Today, eleven years on the question I ask myself is would you still trade everything you have right now in return for one short hour with your mother today? And the answer is of course I would. I may even still trade for ten minutes. It’s funny how the mind works. I give myself these scenarios as if a transaction like that would ever be possible. Yet in my mind I barely think twice before I give up everything I’ve worked for and everyone I’ve ever known for an hour that will never happen. It’ s a twisted way that the mind rationalizes such an intense loss of love. All or nothing transactions as a way of reminding me of the void that is yet to be filled and the love that is always missing. I do this instead of saying those three words of I miss her. Those words that will never fail to bring tears to my eyes before the last word has even left my mouth. It’s funny, the power of a mother’s love.
There are men that are going to promise you forever, you’re their dream woman, beautiful, strong and independent. Forever. They lovingly whisper, Forever. But their forevers are only until you start dreaming too much, talking too loud, and feeling too strongly.
And even then, when they have broken you, you are going to reach inside yourself to find the qualities they are looking for. Maybe you will learn to laugh a little quieter and dream a little less. And so, who is there to love you endlessly regardless of your flaws and your ever-evolving soul?
To who do I turn when my heart is broken by the conditional love of a man, and to who do I turn when I am minutes away from walking down the aisle towards the love of my life? Such a stark contrast however this is the bitter-sweet irony of a motherless daughter. What society tells me should be the best times of my life will always fill my eyes with tears of both joy and sadness alike. Only a motherless daughter can understand.
The somewhat endless mother’s days, birthdays and family reunions never complete when you look around the room. Walking across the stage at graduation looking out towards the crowd, hoping that death changed its mind and she will be there.
Physically there is no greater sadness, but in my heart I know I am never alone. I have a mother that can come with everywhere, even though I cannot see her physically, I can feel her in everything I do.
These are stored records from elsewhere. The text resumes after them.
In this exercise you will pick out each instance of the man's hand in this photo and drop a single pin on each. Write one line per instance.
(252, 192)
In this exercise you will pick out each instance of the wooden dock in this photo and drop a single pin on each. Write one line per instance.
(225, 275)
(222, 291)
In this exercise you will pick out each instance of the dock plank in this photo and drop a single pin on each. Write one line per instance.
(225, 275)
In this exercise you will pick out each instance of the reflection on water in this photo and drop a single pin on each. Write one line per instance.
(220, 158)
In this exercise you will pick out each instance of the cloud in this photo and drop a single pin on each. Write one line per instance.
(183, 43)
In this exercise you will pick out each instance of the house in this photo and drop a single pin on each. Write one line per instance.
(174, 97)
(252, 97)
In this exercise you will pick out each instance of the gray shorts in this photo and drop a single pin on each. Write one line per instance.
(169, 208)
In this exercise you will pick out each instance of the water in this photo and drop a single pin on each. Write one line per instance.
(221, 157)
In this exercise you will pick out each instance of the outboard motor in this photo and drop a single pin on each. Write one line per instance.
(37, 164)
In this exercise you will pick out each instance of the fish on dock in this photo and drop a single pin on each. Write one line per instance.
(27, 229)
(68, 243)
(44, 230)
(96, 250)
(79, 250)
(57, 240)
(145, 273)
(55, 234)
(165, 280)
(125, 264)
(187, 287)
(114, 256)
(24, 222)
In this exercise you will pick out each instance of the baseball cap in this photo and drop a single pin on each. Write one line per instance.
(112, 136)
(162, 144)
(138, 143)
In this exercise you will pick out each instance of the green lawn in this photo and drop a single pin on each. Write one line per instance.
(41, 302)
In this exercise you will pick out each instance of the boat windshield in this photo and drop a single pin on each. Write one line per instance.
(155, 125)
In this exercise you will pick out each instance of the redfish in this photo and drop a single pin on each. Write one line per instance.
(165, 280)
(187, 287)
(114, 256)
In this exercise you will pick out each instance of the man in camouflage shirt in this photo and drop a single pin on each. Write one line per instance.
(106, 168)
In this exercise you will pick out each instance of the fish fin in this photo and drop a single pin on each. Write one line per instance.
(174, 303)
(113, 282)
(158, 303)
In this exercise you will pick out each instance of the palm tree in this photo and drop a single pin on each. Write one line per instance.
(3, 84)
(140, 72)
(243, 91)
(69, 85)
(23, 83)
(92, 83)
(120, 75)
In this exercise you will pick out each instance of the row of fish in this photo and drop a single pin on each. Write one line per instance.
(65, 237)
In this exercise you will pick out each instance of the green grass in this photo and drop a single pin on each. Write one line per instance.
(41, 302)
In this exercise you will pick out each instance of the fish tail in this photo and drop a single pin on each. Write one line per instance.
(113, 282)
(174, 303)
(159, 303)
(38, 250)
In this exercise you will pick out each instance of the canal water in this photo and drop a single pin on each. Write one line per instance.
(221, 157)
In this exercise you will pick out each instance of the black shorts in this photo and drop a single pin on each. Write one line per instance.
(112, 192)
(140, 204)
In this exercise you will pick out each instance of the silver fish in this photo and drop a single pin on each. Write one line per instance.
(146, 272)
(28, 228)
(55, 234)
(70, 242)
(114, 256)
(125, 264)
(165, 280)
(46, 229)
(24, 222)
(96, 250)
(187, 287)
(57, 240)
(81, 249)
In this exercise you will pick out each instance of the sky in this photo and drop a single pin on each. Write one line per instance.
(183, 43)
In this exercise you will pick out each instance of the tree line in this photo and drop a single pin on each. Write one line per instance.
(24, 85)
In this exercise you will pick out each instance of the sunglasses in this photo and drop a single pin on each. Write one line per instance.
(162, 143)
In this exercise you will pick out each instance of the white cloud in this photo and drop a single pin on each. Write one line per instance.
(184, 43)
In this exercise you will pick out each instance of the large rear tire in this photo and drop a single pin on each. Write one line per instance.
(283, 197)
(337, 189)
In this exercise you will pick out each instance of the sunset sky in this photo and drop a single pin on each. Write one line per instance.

That’s the strength of such a love, it transcends all physical boundaries and doesn’t simply dwindle in death, it’s a connection and an energy that will surround the motherless daughter in times of heartache, sadness and happiness. I hope for the day when I ponder on whether I would still trade it all and I answer no, no I wouldn’t trade. Because that will mean that I am finally fulfilled beyond contemplations and loved beyond conditions, most importantly it would mean that I am happy without my mother, which in my mind that moment will feel like the heart being ripped out of the chest yet it lies on the floor intact, all the scars perfectly sealed and the broken pieces healed beyond perfection as if the heart had been reborn. And in that moment, I’ll be ready to look towards the future, like a phoenix rising from the ashes of her own destruction.
The bitter-sweet irony of a motherless daughter; You are unexplored, unusual and your soul is frighteningly beautiful.